Run, Tecato, Run
with bonus short La Onda Chicana

Written and directed by Efraín Gutiérrez
Produced by Josephine Faz
 

Currently unavailable.

 

Chicano Cinema and Media Art Series, Volume 10
May 2018. Originally released January 1979.
86 minutes
English
Spanish

 

Run, Tecato, Run (Run, Junkie, Run) depicts a junkie's efforts to break his heroin habit in order to reclaim and raise his daughter. Produced for $60,000, the film explores the connections between the Vietnam War, drug addiction, and crime and juxtaposes them to Mexican-American family, culture, and spirituality. It stars Efraín Gutiérrez, Arturo Castillo, and Josie Gutiérrez (Josephine Faz).

Run, Tecato, Run is the last of three low-budget social-problem films that Gutiérrez released in the 1970s. Please, Don't Bury Me Alive!/Por Favor, No Me Entierren Vivo! (1976), his first film and the first Chicano feature produced, was followed by Chicano Love Is Forever/Amor Chicano Es para Siempre (1977).

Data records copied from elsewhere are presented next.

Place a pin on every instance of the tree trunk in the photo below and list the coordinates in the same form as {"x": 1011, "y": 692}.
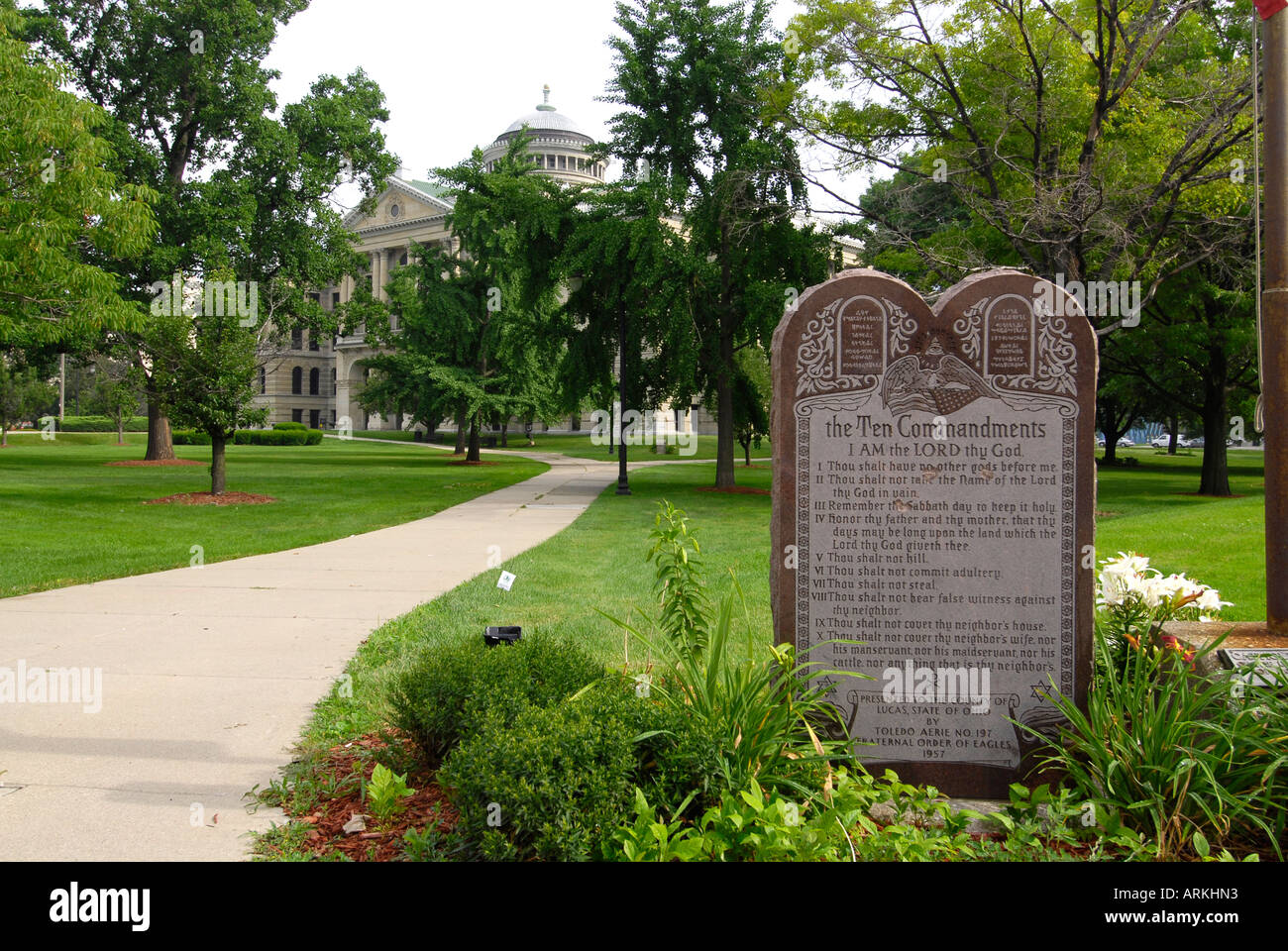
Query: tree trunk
{"x": 460, "y": 432}
{"x": 1216, "y": 476}
{"x": 218, "y": 470}
{"x": 160, "y": 444}
{"x": 475, "y": 455}
{"x": 724, "y": 410}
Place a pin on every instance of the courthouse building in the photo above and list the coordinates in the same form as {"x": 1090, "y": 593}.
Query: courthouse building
{"x": 318, "y": 381}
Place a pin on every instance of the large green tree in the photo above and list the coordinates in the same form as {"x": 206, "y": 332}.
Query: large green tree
{"x": 696, "y": 81}
{"x": 241, "y": 188}
{"x": 58, "y": 197}
{"x": 473, "y": 318}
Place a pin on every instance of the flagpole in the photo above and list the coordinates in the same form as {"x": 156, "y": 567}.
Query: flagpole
{"x": 1274, "y": 307}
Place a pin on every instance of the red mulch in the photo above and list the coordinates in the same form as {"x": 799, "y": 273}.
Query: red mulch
{"x": 156, "y": 462}
{"x": 207, "y": 499}
{"x": 428, "y": 806}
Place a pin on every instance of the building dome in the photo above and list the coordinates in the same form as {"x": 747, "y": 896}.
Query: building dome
{"x": 559, "y": 147}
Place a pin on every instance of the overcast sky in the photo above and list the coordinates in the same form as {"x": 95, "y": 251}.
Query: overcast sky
{"x": 456, "y": 73}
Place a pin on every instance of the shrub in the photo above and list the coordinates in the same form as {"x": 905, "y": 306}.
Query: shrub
{"x": 101, "y": 424}
{"x": 1186, "y": 761}
{"x": 549, "y": 783}
{"x": 438, "y": 697}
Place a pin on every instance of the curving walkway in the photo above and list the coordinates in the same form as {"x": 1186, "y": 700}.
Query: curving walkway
{"x": 207, "y": 676}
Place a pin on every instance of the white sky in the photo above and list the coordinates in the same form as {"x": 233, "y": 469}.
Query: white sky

Bonus short: Gutiérrez's La Onda Chicana (18 minutes, 35 seconds, color) captures the sound and feel of 1970s Chicano/Tejano music. The film, shot in Port Lavaca, Texas, in 1976, showcases some of the leading bands of the time, including Little Joe y La Familia, Snowball and Company, Los Chachos, and La Fabrica.

Efraín Gutiérrez is a self-taught San Antonio filmmaker. His grassroots production and distribution strategies allowed his films to outperform Hollywood releases in several cities, inspiring filmmakers in Mexico who focused on U.S.-Spanish-language theaters and Chicano filmmakers working on English-language independent features.